This directory contains documents to describe the design and architecture of Sukuna.
Last Updated: 11th Jul 2021
At the core of Sukuna, is the module sukuna-engine
. It is host agnostic log based (SSTable) disk backed key-value database engine. sukuna-engine
is written in Java and can be embedded into any Java application, meaning Sukuna does not necessarily force "how" the storage engine is hosted and made available to clients. Having said that, there is default TCP based CLI version of the engine which can be found in the module sukuna-service
. Users can interact with this service using the default TCP based CLI client which can be found in the sukuna-cli-client
module.
The documentation covers only the the sukuna-engine
module since that is the host agnostic storage engine. Going forward, the term "engine" will be used to mean "sukuna-engine
" for simplicity.
This section gives a brief overview of the high level architecture of the engine. The low level entities that abstract a lot of the operations described here can be found in the entity documentation.
The current architecture of the engine is as follows (click on the image to see it in the original resolution):
The client connection queue is where incoming client connection requests are queued. A client connection is an abstract entity in the engine, it can be a TCP connection (i.e., a TCP socket) or a Java object. The engine pops client connections from this queue to decide what to do with them.
The incoming connection handler threads are responsible for handling an incoming client connection - determine what kind of command the client wants the engine to process and then create an appropriate operation for that (read or write are currently the valid operations supported).
Once a client connection was handled by an incoming connection handler thread, it gets converted to an operation - either a read operation or a write operation. To be able to handle these operations, there are two queues in the engine for either type of operation.
Both the read & write operations contain information about the client associated with the operation as well as the context of the operation, e.g., which key to read or which key-value pair to write.
Read and write operations are handled by reader and writer workers respectively. The reader workers subscribe to the read operation queue and pop read operations and process them. Similarly, the writer worker subscribes to the write operation queue and pops write operations and processes them.
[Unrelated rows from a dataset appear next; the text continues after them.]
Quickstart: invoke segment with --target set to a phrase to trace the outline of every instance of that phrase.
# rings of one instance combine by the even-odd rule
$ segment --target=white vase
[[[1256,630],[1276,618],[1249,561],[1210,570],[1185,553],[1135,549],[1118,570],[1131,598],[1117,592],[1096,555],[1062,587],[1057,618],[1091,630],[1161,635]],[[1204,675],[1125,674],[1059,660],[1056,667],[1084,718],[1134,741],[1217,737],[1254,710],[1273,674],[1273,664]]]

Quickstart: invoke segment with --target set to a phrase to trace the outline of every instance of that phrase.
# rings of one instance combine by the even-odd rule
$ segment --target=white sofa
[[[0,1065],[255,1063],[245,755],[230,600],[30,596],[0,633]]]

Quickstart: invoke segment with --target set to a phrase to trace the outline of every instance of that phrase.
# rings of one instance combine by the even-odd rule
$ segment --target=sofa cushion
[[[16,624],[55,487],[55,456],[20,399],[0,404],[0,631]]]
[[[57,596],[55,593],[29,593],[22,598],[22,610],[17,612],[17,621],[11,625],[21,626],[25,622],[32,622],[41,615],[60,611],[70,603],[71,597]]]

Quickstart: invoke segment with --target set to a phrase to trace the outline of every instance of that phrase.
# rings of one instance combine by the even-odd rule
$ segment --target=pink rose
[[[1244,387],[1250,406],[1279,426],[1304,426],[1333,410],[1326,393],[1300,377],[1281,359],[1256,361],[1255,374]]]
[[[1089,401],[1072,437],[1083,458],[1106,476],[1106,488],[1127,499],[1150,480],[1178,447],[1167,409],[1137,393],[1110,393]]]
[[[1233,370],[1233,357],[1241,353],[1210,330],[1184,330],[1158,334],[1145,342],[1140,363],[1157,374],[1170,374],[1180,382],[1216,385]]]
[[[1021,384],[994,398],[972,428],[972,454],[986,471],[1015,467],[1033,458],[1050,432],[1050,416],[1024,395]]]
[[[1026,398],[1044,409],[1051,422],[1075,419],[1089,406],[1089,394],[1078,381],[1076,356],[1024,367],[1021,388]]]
There is exactly one writer worker in the engine.
A reader worker will process a read operation by determining which key the client associated with this read operation wants to read and then attempt to read the specified key. It will then send the value associated with this key to the client, or an error in case the key does not exist.
A reader worker will always try to find the key in the active memtable first, then it will consider the memtables that are pending conversion to SSTables and then finally it will consult the currently active SSTables.
A writer worker will process a write operation by determining which key-value the client associated with this write operation wants to store and then attempt to write the specified key-value. It will then send an acknowledgement to the client associated with this write operation, or an error in case the write operation does not execute successfully.
The writer worker will always write to the active memtable only.
At any given point of time, there will be exactly one active memtable, and one or more memtables that are pending conversion to SSTables. Memtables to SSTable conversion happens automatically in the background.
Whenever the active memtable becomes full, a new empty memtable is created and the current active (and full) memtable is marked for SSTable conversion. Then the new empty memtable becomes the active memtable.
Key-value pairs are persisted from a memtable to a corresponding SSTable. An SSTable is a read-only log that contains a list of records. Each record is nothing but binary data containing a key-value pair. Each SSTable has an associated index to enable faster lookup. The indexes are sparse to avoid keeping the entire key set of the SSTable in memory.
The active SSTable count can increase over time and slow down reads. Hence, compaction is performed periodically on the active SSTables to keep the SSTable count minimum.
The main thread of the engine spawns an engine manager thread. This engine manager thread has two responsibilities currently - handling memtable to SSTable conversion, and, active SSTables compaction.
The active memtable is continuously monitored to see if it has reached the maximum allowed size. If it has, then a new empty memtable is created and the active memtable is marked for conversion to an SSTable. Then the new empty memtable is marked as the active table. The memtable to SSTable conversion happens in a separate thread in the background and any required read operations are still handled by the memtable that is undergoing conversion. Once the conversion is complete, the memtable is discarded and all reads meant for this memtable are directed only to the newly created SSTable out of the memtable.
Similarly, there is a compactor thread that runs every thirty minutes to compact the active SSTables. Each compaction operation can compact two or more SSTables and will produce a single SSTable. Since all SSTables are stricly read only log files and records in these log files are always sorted, the compacted SSTable contains the "aggregation" of all records in a sorted order. This compaction process is implemented using k-way merge on the input SSTables.